A few mornings ago, I awoke stumbling out of a dream--caught in the vortex of my subconscious, it felt like forever before I could open my eyes. There was an enormous orange moon that turned out not to be a moon at all, but some kind of balloon-like satellite. This not-moon had fallen from the sky and came to rest on the street. The Someone was there, pointing out a small control box attached to the edge of the glowing sphere. And there were antelope. As the antelope bounded by--paying no heed to the fallen moon--their legs seemingly spring-loaded, I reminded the Someone of the backpacking trip where we'd seen a herd of them. Back in those pre-Wikipedia days, there were inexpensive guidebooks and pamphlets often purchased by hikers and day-walkers who wanted to learn the names of those wild things they might encounter on the trail. The backpacking trip I mentioned in the dream was a real life backpacking trip, and  I'll bet there's a booklet still on the shelf in the study in the house where I no longer reside, a check mark next to the picture of the animal who, it turns out, is not actually an antelope at all.

Yesterday, my mom pointed out an article which seems to have disappeared from the electronic version of my L.A. Times. I did, however, find THIS.  I was stunned to read that the pronghorn is critically endangered. Only fifty left in the wild? Today I dropped into a sort of Earth Day rabbit hole. I just couldn't wrap my head around it. While I often delighted in watching old movies with my kids and saying things like, "Look, oh my god, look, that's a typewriter," or "See that? It's a telephone with a dial! That's why we say dial tone," I don't ever want to say that I saw an entire herd of pronghorn in 1979, and that no one will ever see them in the wilderness again.

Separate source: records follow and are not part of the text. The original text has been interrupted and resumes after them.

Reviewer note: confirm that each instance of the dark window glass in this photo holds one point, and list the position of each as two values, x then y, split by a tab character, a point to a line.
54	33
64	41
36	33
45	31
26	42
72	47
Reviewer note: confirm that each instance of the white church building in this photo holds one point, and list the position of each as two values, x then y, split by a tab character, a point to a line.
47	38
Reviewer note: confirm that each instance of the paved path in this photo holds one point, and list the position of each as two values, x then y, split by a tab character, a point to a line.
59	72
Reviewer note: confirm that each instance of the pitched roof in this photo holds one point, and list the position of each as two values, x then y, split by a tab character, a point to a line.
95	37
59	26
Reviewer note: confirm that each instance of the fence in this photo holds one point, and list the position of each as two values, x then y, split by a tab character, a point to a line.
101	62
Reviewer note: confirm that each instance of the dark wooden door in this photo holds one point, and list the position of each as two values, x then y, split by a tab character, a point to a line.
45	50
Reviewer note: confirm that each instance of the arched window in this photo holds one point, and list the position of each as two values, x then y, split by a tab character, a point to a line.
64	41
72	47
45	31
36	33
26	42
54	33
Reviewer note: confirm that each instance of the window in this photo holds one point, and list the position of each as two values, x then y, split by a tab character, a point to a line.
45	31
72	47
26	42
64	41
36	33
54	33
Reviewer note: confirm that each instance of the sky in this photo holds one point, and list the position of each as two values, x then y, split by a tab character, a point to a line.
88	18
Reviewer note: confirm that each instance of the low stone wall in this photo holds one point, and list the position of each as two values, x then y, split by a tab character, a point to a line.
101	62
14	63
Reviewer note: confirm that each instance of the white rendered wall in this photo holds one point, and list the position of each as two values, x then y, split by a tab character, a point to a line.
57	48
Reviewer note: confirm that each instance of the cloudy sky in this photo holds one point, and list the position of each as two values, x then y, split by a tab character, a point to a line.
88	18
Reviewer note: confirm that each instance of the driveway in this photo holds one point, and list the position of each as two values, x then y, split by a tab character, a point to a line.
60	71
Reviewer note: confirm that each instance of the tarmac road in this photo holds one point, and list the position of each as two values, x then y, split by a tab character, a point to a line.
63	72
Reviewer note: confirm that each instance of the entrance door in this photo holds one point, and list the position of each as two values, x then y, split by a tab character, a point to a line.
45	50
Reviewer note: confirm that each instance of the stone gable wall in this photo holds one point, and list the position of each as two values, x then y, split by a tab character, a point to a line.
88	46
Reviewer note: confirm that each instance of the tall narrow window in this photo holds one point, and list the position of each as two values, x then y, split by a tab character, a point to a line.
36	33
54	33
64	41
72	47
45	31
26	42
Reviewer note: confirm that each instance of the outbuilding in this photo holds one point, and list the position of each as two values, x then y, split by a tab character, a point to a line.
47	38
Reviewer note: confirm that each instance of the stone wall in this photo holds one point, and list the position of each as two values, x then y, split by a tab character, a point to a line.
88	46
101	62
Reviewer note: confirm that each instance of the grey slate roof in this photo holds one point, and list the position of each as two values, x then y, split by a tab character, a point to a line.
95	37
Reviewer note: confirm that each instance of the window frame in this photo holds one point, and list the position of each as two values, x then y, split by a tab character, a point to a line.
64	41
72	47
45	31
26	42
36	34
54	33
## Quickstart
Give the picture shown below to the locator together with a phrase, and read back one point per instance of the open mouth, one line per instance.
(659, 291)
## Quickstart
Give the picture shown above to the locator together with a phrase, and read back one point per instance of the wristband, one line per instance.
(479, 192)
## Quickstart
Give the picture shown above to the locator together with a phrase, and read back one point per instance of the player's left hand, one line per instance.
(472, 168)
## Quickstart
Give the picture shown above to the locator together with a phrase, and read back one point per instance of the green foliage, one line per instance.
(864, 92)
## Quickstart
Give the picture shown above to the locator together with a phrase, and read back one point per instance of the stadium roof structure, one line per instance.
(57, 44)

After  an hour with my iPad in the dentist's office waiting room while my mom had some work done, I'm happy to report that the peninsular pronghorn mentioned in the above link, is not the only sub-species of pronghorn on the planet Earth. The type I came across somewhere in the Sierra, seems to be managing--though my heart sunk a bit at THIS. I am not anti-hunting, but my brain did another trip back to the 70s when the Someone and I sat at the newly installed computers circa 1974 (could this be?--or am I conflating college with law school?) playing a game where the object was to properly manage the bison herd of  a by-gone era. We wiped them out. Inadvertently. Best intensions and all that, but oops! No more bison.

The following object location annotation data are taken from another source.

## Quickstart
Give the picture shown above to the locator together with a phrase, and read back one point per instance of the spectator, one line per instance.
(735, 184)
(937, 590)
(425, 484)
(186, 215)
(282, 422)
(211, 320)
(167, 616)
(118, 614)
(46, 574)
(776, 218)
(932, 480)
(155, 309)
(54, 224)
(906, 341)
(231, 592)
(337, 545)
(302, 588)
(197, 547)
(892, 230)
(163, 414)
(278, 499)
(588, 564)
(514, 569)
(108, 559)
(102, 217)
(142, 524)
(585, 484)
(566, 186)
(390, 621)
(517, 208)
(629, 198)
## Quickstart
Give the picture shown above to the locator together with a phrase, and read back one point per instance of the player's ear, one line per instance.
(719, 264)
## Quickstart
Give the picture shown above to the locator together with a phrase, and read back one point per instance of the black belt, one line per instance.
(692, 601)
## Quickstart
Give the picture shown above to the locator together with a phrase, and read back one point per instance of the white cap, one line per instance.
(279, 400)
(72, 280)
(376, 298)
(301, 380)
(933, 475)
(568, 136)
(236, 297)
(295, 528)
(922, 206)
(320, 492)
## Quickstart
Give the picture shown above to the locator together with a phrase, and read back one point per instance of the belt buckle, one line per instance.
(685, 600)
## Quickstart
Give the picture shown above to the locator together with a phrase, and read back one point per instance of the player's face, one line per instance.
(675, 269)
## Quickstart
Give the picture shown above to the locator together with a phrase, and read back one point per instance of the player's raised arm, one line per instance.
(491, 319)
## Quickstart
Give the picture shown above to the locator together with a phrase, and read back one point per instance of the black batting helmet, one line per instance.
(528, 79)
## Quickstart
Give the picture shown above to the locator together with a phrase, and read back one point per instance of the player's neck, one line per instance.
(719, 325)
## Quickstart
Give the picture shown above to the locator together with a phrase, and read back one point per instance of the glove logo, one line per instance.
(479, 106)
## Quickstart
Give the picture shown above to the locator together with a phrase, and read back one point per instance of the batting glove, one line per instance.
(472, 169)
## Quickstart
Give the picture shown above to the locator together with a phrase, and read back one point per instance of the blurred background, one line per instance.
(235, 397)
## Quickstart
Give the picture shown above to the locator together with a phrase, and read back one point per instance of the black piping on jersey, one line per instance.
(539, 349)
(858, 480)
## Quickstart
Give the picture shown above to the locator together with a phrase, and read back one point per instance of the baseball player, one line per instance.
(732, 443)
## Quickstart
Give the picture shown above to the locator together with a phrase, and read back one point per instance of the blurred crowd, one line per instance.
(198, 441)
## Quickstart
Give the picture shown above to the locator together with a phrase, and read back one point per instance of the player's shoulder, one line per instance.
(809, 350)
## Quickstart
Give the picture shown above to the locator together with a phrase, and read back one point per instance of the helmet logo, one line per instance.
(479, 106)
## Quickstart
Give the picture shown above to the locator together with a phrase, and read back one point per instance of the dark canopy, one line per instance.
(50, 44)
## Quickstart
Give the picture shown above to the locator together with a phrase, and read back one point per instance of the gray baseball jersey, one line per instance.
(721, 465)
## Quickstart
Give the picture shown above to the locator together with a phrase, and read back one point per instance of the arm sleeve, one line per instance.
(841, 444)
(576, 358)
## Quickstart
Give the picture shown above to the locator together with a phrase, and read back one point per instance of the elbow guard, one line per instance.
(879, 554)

So, while I have no idea why I am still dreaming of the Someone occasionally, or why I dreamed of antelope, Happy Earth Day. The pronghorn is the fastest land mammal in the western hemisphere and also has the longest land mammal migratory route. Seen in the wilderness, they will take a backpacker's breath away, the white stripes across their throats streaking through the dappled light like no Nike swoosh has ever done. Your body will throb with adrenaline to be in the presence of so many wild animals at once. Your brain will grapple with their vertical springing vis a vis the swiftness at which they pass you by. Then you'll stand there stunned at what you've seen, the pronghorns long gone.

Photo Credit: michellefrancisphoto.smugmug.com

2 comments:

Ms. Moon said...

This is what I think- that as we allow species to disappear, we are made shadows of ourselves as humans.

Elizabeth said...

Wow. This is one hell of a blog post.

You need to read Wendell Berry's "The Contrariness of the Mad Farmer."